Le Conseil d’État suspend la limitation de l’aide matérielle pour des demandeurs d’asile
Le Conseil d’État a ordonné vendredi la suspension de la limitation de l’aide matérielle pour certains demandeurs d’une protection internationale, décidée par la secrétaire d’État à l’Asile et la Migration Nicole de Moor. La plus haute juridiction administrative estime qu’il s’agit d’un acte à caractère réglementaire qui aurait dû être soumis à l’avis de la section de législation.
Le 13 décembre dernier, plusieurs organisations ont saisi le Conseil d’État selon la procédure d’extrême urgence pour demander la suspension de l’exécution d’une décision prise par la secrétaire d’État à l’Asile et la Migration. Annoncée fin novembre, celle-ci limite le droit à l’accueil des personnes présentant une demande de protection internationale en Belgique, tandis qu’elles ont déjà obtenu une telle protection dans un autre État membre de l’Union européenne.
Selon les associations Coordination et Initiatives pour Réfugiés et étrangers (CIRé), Vluchtelingenwerk Vlaanderen, la Ligue des droits humains (LDH), l’Association pour le droit des étrangers (ADDE) et New Samusocial, il s’agit d’un acte administratif qui modifie l’ordonnancement juridique et limite le droit à l’accueil d’une catégorie spécifique de demandeurs de protection internationale. L’application de cette décision aurait pour conséquence de laisser chaque mois des centaines de personnes sur le carreau, dénoncent-elles.
L’État belge s’en défendait, indiquant qu’il appartient à l’agence fédérale Fedasil d’évaluer l’opportunité d’éventuellement limiter le droit à l’aide matérielle d’un demandeur.
Dans son arrêt rendu vendredi, le Conseil d’État donne raison aux requérants. Il explique que la mesure de la secrétaire d’État a une portée générale et modifie l’ordonnancement juridique “dès lors qu’il n’est pas contestable qu’avant qu’une telle décision ne soit prise, la catégorie de personnes visées par cette décision bénéficiait de l’aide matérielle” prévue par la loi.
Elle ajoute que l’acte attaqué expose cette catégorie de personnes “au risque d’être placées dans une situation de grand dénuement”.
“Notre système est dysfonctionnel”
Dans une réaction, la secrétaire d’État rappelle que la Belgique a observé ces derniers mois une augmentation significative des demandes d’asile de la part de personnes bénéficiant déjà d’une protection dans un autre pays européen, principalement en Grèce. “Notre pays veut être solidaire des réfugiés de guerre, mais le système est dysfonctionnel si nous devons aussi traiter les dossiers de personnes qui bénéficient déjà d’une protection ailleurs.”

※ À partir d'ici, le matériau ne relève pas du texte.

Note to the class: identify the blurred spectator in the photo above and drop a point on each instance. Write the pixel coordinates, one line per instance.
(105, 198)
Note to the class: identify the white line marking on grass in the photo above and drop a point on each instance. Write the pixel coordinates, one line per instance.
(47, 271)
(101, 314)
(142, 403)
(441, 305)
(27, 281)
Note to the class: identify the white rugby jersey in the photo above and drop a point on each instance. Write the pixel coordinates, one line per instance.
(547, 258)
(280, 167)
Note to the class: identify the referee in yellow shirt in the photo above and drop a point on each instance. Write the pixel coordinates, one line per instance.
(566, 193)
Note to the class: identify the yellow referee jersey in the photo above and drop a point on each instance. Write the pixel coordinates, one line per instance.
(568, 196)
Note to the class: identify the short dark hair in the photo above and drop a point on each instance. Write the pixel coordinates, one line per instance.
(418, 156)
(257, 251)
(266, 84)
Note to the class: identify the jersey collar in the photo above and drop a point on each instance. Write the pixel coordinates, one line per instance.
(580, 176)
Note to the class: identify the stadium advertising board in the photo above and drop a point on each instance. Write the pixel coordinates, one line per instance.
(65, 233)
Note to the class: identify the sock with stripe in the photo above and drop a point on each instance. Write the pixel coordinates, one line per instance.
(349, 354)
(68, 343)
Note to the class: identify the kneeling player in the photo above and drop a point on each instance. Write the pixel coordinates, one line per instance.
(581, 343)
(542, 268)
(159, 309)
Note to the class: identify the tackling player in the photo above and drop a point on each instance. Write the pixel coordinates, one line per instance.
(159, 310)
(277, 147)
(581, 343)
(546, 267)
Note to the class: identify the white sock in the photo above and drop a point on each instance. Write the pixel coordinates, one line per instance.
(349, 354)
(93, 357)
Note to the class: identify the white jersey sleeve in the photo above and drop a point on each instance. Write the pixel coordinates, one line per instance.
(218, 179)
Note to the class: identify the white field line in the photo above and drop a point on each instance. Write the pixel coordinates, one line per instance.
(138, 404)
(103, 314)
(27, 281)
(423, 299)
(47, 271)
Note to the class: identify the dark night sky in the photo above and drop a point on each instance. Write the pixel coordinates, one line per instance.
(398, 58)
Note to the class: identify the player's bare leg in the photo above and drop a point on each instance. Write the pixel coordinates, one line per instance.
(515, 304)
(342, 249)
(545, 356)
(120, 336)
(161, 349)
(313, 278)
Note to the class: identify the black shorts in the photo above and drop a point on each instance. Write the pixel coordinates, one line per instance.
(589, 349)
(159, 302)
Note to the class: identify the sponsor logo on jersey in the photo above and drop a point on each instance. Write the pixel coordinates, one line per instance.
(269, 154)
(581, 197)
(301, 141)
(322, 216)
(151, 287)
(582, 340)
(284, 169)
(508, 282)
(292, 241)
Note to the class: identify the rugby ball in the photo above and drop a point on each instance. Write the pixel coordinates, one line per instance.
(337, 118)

Nicole de Moor dit avoir alors décidé d’appliquer par anticipation certaines dispositions du pacte européen sur la migration et de refuser l’accueil dans ces cas.
Elle considère que l’arrêt du Conseil d’État est une annulation “purement formelle” et qu’il ne parle pas de manque de base juridique. Une modification législative lui sera donc soumise. “Le Conseil d’État a déclaré que nous aurions dû soumettre la décision à l’avance. Il faudra le faire lorsque la loi sera modifiée. En attendant, nous utiliserons la législation existante et nous évaluerons au cas par cas si l’accueil peut être refusé à ceux qui ont déjà le statut de réfugié.”